I was recently acquainted with the title of “People Growth”
When companies make a hire, they are often looking at that person to address needs that they currently have. But the hope is that that person can continue to grow and adapt to the challenges of the business. And, where they can’t, additional hires will be made. The cycle repeats over and over again.
What concerns me most is closing the gap between hiring someone for a job versus hiring for a career. To borrow a SaaS term or two, let’s frame things from the concept of LTV (Lifetime Value).
Amplitude has a nice, succinct, definition:
LTV is the cumulative total of all revenue a customer contributes to your business over their entire lifetime of using your SaaS product or service. The higher the LTV, the higher the value of that customer to your business. (Source)
For employees, it’s a no brainer that we want to keep them at the company as long as possible. It costs a lot to recruit, train, and replace people. So as much as that can be minimized, the better.
However, SaaS companies don’t just look at a customer as a static asset. The intention is to grow the account, so that the overall LTV is maximized.
Seeing SaaS companies in action, it takes work to increase the LTV of a customer.

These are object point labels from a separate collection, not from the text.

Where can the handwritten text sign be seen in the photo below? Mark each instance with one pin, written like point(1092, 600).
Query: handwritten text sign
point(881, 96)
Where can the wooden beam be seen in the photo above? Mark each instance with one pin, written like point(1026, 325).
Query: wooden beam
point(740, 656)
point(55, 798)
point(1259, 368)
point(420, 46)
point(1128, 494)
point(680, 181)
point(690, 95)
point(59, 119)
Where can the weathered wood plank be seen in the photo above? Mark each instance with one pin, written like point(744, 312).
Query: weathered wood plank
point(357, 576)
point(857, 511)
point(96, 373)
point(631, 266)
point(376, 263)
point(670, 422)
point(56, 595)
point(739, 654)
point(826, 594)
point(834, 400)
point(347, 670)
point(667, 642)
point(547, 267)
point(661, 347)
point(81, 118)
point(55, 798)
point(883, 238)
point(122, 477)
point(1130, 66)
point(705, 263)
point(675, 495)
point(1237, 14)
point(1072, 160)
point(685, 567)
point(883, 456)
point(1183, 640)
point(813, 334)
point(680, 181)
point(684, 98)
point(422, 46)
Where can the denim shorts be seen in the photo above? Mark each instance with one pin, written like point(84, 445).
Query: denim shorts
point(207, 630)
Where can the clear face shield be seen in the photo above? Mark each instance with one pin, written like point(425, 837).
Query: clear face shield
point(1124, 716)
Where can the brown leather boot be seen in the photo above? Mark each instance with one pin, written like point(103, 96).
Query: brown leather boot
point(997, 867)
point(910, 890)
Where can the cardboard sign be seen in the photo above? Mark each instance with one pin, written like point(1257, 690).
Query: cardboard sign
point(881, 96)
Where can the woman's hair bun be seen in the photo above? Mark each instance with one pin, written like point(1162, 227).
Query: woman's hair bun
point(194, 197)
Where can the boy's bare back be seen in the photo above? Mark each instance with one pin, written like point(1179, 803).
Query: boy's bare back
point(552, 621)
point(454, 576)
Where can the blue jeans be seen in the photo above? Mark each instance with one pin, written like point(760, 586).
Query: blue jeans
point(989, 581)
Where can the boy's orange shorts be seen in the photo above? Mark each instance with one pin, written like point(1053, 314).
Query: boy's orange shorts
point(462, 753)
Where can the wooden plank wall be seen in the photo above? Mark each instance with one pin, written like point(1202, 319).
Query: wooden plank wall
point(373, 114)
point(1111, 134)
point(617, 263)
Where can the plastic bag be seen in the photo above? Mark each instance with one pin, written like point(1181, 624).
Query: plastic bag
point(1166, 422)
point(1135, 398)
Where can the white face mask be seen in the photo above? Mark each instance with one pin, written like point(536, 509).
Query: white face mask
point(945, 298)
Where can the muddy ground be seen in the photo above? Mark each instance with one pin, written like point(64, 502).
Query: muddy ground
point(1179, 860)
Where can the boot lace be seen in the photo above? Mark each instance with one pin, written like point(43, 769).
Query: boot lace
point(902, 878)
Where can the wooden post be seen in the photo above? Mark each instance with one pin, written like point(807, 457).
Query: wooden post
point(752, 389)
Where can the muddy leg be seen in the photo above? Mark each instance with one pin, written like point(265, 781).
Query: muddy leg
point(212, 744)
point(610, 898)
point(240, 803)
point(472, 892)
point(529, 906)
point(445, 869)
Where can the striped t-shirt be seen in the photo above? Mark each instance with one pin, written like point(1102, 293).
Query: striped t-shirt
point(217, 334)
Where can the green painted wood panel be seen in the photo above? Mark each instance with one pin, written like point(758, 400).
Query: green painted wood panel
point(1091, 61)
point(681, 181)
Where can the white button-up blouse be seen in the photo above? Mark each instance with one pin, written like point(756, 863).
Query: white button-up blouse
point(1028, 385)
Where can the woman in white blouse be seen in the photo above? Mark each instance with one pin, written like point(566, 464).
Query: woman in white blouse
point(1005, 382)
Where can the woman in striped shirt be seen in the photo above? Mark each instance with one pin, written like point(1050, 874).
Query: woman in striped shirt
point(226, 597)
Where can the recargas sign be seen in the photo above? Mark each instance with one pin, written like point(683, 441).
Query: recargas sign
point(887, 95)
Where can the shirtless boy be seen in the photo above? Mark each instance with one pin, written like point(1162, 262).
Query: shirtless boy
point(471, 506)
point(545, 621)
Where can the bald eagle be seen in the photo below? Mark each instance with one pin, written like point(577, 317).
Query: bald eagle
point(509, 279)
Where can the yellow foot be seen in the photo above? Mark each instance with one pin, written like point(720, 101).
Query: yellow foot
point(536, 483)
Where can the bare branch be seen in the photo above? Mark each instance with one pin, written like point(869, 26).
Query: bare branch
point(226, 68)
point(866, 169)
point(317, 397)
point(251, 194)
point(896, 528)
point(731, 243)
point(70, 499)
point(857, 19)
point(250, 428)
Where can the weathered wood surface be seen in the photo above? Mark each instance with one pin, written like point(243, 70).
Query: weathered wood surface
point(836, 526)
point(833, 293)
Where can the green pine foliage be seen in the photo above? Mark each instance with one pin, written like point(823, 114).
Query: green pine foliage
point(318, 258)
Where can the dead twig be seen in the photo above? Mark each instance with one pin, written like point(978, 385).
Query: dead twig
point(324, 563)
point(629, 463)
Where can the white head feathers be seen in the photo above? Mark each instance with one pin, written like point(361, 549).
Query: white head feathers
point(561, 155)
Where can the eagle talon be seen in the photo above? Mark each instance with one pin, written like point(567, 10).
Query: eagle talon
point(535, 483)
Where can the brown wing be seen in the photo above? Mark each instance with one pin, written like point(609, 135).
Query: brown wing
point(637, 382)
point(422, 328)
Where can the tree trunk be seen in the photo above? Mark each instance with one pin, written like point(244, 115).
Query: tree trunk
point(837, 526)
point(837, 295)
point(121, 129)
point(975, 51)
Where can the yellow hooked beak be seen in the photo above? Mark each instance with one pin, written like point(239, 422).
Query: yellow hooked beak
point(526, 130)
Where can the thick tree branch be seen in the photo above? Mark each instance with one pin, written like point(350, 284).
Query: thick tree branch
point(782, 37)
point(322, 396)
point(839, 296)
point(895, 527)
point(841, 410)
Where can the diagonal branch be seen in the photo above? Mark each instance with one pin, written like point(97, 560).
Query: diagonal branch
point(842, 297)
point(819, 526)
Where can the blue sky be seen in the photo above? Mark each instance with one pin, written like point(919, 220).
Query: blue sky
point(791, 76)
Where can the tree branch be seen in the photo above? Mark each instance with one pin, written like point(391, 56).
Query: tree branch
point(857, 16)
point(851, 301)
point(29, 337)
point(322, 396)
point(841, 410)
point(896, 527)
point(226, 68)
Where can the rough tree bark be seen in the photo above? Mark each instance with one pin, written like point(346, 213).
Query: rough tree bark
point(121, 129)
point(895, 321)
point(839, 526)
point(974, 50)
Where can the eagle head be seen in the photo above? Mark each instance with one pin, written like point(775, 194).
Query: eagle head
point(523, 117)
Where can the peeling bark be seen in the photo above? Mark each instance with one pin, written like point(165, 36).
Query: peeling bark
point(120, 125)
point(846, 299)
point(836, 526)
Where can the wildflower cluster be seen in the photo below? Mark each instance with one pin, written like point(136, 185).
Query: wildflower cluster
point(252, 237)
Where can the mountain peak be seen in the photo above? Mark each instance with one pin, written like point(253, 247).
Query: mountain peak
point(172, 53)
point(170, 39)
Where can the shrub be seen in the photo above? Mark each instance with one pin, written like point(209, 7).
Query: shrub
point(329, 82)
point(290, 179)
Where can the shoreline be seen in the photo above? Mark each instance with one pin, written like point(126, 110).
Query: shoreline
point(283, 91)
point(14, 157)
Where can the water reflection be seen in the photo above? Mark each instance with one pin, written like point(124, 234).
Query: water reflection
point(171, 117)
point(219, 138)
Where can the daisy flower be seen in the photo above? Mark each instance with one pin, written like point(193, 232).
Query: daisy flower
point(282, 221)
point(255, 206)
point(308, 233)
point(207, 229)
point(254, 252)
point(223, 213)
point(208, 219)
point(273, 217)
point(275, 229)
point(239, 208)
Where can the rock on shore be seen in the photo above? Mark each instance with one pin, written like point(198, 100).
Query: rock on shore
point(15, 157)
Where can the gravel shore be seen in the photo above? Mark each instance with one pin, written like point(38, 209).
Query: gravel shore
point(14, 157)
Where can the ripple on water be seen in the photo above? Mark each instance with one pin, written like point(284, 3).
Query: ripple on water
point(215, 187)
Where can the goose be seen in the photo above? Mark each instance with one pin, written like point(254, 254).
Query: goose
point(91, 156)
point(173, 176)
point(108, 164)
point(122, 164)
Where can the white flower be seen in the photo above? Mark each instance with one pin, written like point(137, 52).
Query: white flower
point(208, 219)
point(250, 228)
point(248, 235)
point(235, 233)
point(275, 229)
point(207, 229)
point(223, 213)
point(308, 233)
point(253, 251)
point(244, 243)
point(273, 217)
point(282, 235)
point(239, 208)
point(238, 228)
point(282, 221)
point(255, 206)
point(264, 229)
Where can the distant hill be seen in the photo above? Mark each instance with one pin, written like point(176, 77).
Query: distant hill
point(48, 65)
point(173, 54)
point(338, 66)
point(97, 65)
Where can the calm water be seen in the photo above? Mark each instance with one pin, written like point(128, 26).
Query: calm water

Sure, metered use / seat-based licensing may track with the customers growth, but they may stick with the initial package as to when they joined (a ‘basic’ license versus an ‘enterprise’ license; only the core platform instead of some additional, complementary, modules).
So much People infrastructure is geared towards reactive growth. (Ex. this person demonstrated X performance over the past year, let’s give them a promotion).